Version 1 (modified by dterei, 6 years ago) (diff)


Adding new test cases

This section gives an overview of how to add new test cases to the testsuite. First we give an overview of how the testsuite is designed.

Testsuite Design Overview

The testsuite is designed largely as follows, where we take the root of the testsuite to be testsuite/. Firstly we have the individual test cases to run. Each test case though can be run in multiple ways. These different ways (which are simply called ways) correspond to things like different optimisation levels, using the threaded RTS or not... ect. Some test cases can be run in any way while others are specific to certain ways. The general layout of the testsuite is this:

  • config: Contains the definition of the different ways supported. The only file of relevance here is ghc. No other Haskell compiler is actually supported by the testsuite.
  • driver: Contains the python source code that forms the testsuite framework.
  • mk: Contains the make source code that forms the testsuite framework. The make part is mostly concerned with invoking the python component, which does the actual work.
  • tests: Contains the actual test cases to run.
  • timeout: Contains a Haskell program that kills a running test case after a certain amount of time. Used by the testsuite framework.

Adding a test case

For adding any test case, follow these guide lines and then refer to the more specific examples below for a single module test case and a multiple module test case.

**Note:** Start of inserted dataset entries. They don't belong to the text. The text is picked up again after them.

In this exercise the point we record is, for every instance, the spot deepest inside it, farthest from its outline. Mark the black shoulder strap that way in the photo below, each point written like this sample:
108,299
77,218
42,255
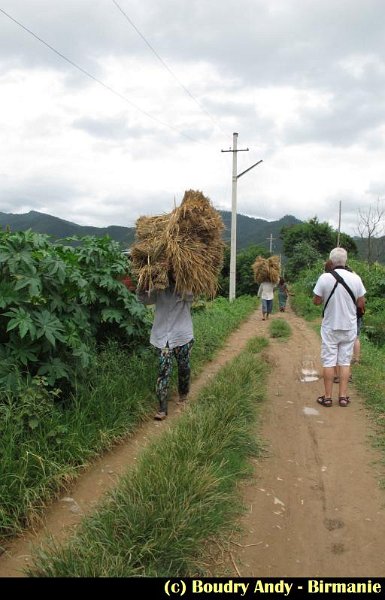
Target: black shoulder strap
340,280
330,295
347,288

  1. Find the appropriate place for the test case. The GHC regression suite is generally organised in a "white-box" manner: a regression which originally illustrated a bug in a particular part of the compiler is placed in the directory for that part. For example, typechecker regression test cases go in the typechecker/ directory, parser test cases go in parser/, and so on.

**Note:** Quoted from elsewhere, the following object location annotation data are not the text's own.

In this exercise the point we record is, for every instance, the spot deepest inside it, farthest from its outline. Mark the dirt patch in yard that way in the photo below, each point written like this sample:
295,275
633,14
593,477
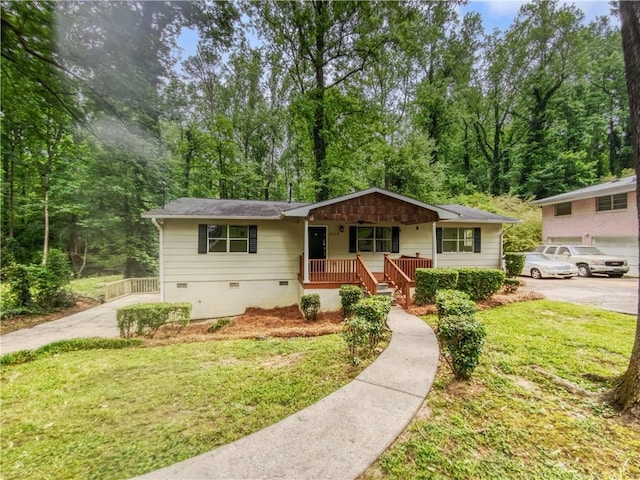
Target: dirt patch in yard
258,323
495,301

It's not always possible to find a single best place for a test case; in those cases just pick one which seems reasonable.

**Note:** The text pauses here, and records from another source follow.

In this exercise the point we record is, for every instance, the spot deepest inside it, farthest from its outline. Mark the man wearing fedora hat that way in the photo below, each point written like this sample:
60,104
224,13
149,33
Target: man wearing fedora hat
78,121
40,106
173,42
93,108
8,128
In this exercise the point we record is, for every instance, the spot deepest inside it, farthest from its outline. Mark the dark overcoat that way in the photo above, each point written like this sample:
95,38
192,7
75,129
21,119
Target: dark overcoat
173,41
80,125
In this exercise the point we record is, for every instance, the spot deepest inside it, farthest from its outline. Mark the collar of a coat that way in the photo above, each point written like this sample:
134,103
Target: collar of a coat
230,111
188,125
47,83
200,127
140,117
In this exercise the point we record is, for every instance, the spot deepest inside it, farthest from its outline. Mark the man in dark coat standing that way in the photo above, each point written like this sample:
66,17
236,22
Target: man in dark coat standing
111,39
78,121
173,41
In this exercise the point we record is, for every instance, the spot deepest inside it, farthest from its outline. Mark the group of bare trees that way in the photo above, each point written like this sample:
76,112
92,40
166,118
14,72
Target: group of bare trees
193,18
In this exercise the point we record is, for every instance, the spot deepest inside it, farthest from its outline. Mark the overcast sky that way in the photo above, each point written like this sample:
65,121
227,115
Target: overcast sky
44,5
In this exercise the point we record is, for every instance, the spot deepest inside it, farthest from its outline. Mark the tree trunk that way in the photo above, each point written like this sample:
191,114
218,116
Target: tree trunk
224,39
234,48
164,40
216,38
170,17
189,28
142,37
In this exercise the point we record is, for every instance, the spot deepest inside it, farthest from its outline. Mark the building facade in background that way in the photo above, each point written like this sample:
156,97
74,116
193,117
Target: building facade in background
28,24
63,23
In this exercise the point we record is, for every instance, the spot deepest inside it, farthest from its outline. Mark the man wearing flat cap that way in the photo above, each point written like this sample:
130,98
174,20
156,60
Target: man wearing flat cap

Under each main directory there are usually up to three subdirectories:


test cases which need to compile only


test cases which should fail to compile and generate a particular error message


test cases which should compile, run with some specific input, and generate a particular output.

We don't always divide the test cases up like this, and it's not essential to do so. The directory names have no meaning as far as the test driver is concerned, it is simply a convention.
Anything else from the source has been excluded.